Retour aux sources avec un roman fondateur, tant pour la littérature que pour moi, qui l'ai lu pour la première fois à l'âge de quatorze ans, en troisième!
Comme Frankestein, Dracula de Bram Stoker a tellement marqué les esprits qu'il a été adapté à n'en plus finir, jusqu'à ce que le mythe ne ressemble plus beaucoup au personnage et à l'œuvre d'origine. Pour ma part, je n'ai vu que peu d'adaptations et je reste très attachée à certains éléments de ce roman qui semblent être tombés dans l'oubli. Ma chronique sera donc axée sur ce point.

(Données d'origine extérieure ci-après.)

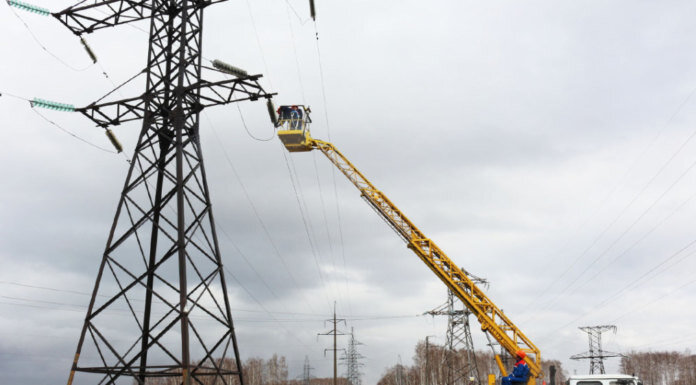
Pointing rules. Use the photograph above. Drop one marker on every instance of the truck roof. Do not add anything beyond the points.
(599, 376)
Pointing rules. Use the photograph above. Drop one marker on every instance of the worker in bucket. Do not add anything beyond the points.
(520, 374)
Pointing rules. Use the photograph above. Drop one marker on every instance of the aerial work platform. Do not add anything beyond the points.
(293, 128)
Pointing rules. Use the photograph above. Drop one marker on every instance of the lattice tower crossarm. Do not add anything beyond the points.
(491, 318)
(162, 263)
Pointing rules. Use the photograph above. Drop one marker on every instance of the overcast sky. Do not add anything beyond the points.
(544, 145)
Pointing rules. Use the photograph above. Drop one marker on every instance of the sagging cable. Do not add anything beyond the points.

Avant tout: Dracula est un roman épistolaire. Il se compose d'extraits de journaux intimes, de lettres, de coupures de presse et de télégrammes. J'ai lu fort peu de romans épistolaires, mais c'est un genre que j'apprécie et Bram Stoker fait scandaleusement fort avec le sien. Difficile de comparer avec l'autre chef d'œuvre du genre, les Liaisons dangereuses de Laclos, tellement les évènements et le style sont différents, mais on est dans les deux cas en plein chef d'œuvre. Chaque personnage a sa voix propre: Lucy n'écrit pas comme Mina, qui n'écrit pas comme le Dr Seward, qui n'écrit pas comme Jonathan... C'est déjà une belle réussite. Comme si cela ne suffisait pas, Stoker crée un chassé-croisé d'extraits qui reconstituent avec minutie des évènements très précis, où quelques minutes de décalage peuvent modifier beaucoup de choses. Il va jusqu'à faire basculer – en mal – la situation de Lucy en retardant la remise d'un télégramme au Dr Seward. Le message étant d'abord remis au mauvais endroit, il est déjà trop tard lorsque le destinataire le reçoit...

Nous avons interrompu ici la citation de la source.